Gli Stati Uniti dovrebbero iniziare cancellando tutte le licenze sanzionatorie concesse dall’amministrazione Biden alla Chevron e ad altre compagnie petrolifere consentendo loro di operare in Venezuela. Anche l’UE e il Regno Unito hanno un ruolo importante. Dovrebbero estendere le sanzioni agli alti funzionari venezuelani per rispecchiare la lista degli Stati Uniti, colmando le lacune che attualmente consentono ad alcune figure chiave del regime l’opportunità di godere di beni e viaggi in Europa.
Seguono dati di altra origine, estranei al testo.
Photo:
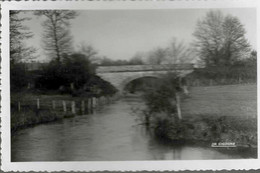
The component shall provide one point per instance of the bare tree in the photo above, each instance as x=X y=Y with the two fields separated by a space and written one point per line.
x=158 y=56
x=220 y=40
x=179 y=53
x=56 y=38
x=137 y=59
x=89 y=52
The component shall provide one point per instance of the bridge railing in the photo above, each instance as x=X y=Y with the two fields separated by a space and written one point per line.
x=134 y=68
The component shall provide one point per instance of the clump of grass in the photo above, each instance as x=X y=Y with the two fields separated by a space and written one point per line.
x=240 y=130
x=31 y=117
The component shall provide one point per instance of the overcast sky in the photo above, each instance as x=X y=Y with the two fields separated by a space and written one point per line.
x=120 y=34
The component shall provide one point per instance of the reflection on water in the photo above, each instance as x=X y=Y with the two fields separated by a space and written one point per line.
x=110 y=134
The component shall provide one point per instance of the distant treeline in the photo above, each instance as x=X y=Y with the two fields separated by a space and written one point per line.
x=73 y=74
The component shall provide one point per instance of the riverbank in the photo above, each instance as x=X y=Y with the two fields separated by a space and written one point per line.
x=232 y=131
x=216 y=115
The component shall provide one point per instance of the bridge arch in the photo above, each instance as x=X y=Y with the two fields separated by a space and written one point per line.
x=120 y=76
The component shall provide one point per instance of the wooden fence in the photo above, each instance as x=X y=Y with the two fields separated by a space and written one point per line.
x=76 y=106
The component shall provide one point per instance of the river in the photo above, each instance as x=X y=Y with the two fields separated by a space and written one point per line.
x=112 y=133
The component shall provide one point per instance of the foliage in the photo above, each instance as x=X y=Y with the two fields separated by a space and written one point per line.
x=18 y=33
x=220 y=40
x=160 y=98
x=19 y=52
x=75 y=69
x=18 y=76
x=241 y=71
x=56 y=37
x=103 y=87
x=175 y=52
x=157 y=56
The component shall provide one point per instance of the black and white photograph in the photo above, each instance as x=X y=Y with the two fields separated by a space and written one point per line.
x=98 y=85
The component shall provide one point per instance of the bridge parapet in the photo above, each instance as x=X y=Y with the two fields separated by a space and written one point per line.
x=136 y=68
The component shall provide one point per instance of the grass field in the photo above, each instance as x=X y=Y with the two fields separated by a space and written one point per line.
x=225 y=100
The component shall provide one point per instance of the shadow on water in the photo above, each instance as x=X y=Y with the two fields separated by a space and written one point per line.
x=110 y=134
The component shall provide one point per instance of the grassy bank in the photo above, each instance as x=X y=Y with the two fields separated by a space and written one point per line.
x=215 y=114
x=25 y=112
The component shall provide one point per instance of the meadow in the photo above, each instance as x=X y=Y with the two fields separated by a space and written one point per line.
x=224 y=100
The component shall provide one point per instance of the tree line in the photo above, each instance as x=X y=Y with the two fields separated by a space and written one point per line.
x=219 y=45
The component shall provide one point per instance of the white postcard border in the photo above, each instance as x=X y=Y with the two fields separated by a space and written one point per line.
x=242 y=164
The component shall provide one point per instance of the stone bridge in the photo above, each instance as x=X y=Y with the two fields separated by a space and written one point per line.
x=120 y=76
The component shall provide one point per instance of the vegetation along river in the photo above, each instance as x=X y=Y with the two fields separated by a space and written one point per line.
x=110 y=134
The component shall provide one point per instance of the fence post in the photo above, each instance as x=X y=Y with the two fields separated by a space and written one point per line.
x=53 y=104
x=73 y=110
x=83 y=106
x=38 y=103
x=89 y=105
x=178 y=106
x=19 y=106
x=211 y=82
x=64 y=106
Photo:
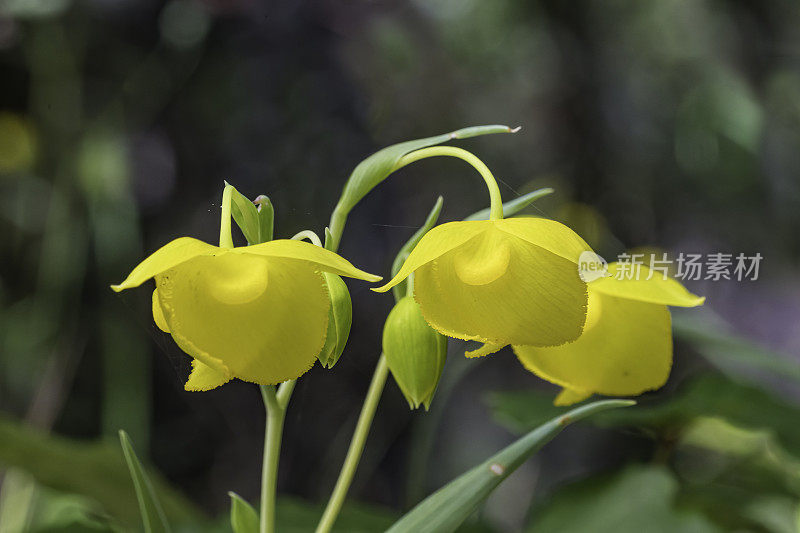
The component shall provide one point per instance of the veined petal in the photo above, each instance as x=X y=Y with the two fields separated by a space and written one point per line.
x=658 y=289
x=204 y=378
x=625 y=349
x=323 y=259
x=437 y=242
x=168 y=256
x=259 y=319
x=517 y=294
x=158 y=315
x=548 y=234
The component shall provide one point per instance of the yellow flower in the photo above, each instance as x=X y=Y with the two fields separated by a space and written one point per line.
x=626 y=346
x=257 y=313
x=507 y=281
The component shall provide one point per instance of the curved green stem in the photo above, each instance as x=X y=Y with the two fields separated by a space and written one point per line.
x=356 y=447
x=225 y=235
x=275 y=404
x=496 y=202
x=338 y=218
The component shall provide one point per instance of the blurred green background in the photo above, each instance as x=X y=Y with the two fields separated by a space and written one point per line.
x=665 y=124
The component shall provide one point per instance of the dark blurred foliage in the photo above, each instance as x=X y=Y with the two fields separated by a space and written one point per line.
x=670 y=124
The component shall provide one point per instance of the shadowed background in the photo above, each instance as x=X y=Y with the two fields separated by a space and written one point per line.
x=669 y=126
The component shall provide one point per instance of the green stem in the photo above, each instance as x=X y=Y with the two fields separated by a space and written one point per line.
x=496 y=202
x=225 y=236
x=338 y=218
x=308 y=234
x=356 y=447
x=275 y=404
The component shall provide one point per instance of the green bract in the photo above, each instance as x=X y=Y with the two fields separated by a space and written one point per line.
x=414 y=351
x=340 y=318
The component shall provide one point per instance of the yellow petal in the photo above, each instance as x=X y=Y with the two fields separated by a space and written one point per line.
x=625 y=349
x=323 y=259
x=158 y=315
x=204 y=378
x=436 y=243
x=258 y=319
x=570 y=396
x=533 y=297
x=168 y=256
x=657 y=289
x=548 y=234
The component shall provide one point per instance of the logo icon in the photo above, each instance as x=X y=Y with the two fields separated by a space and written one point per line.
x=591 y=267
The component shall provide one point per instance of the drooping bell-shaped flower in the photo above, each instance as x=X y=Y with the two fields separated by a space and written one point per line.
x=258 y=313
x=500 y=281
x=626 y=346
x=414 y=352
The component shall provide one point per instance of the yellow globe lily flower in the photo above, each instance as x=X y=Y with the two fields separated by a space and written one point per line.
x=500 y=281
x=626 y=346
x=258 y=313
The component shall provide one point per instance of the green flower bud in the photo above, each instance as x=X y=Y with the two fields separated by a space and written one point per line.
x=340 y=318
x=414 y=352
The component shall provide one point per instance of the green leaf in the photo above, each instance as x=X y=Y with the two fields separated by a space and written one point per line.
x=96 y=470
x=732 y=354
x=266 y=218
x=244 y=519
x=710 y=395
x=447 y=508
x=399 y=290
x=377 y=167
x=245 y=215
x=512 y=207
x=638 y=499
x=149 y=506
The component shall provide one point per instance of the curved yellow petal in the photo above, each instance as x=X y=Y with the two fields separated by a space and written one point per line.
x=625 y=349
x=258 y=319
x=436 y=243
x=548 y=234
x=168 y=256
x=499 y=289
x=570 y=396
x=484 y=349
x=158 y=314
x=323 y=259
x=204 y=378
x=658 y=289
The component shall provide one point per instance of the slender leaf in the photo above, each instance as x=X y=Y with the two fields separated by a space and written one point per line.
x=297 y=516
x=244 y=519
x=399 y=290
x=377 y=167
x=245 y=215
x=512 y=207
x=447 y=508
x=153 y=516
x=96 y=470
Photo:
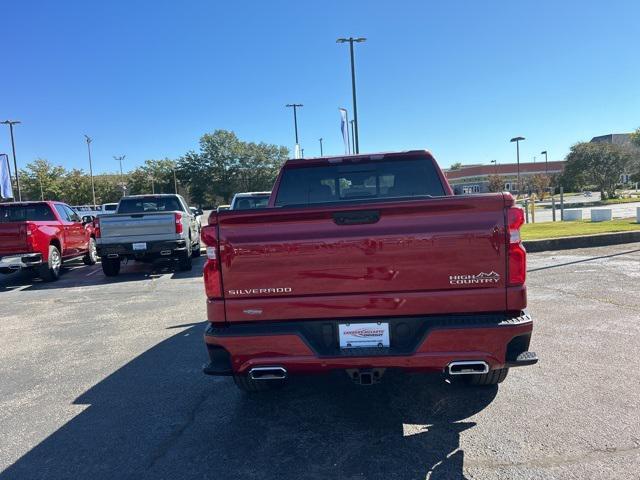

Le argomentazioni secondo cui le sanzioni non funzioneranno sono sbagliate. Maduro teme le sanzioni più di ogni altra misura, al punto che lo scorso anno il suo regime ha approvato una legge che impone pene detentive a 25 anni, la confisca di tutte le proprietà e l’interdizione politica a vita per qualsiasi venezuelano che le sostenga. La maggior parte delle misure severe adottate dalla prima amministrazione Trump sono entrate in vigore solo nel 2019 e sono state minate dalle lacune europee e dal calcolo (corretto) del regime secondo cui un’amministrazione Biden si sarebbe rivelata più docile.
Il popolo venezuelano ha dimostrato attraverso le urne un forte desiderio di un profondo cambiamento politico. Ora è il momento che l’Occidente e l’America Latina democratica diano loro pieno sostegno girando le viti al regime illegittimo di Caracas.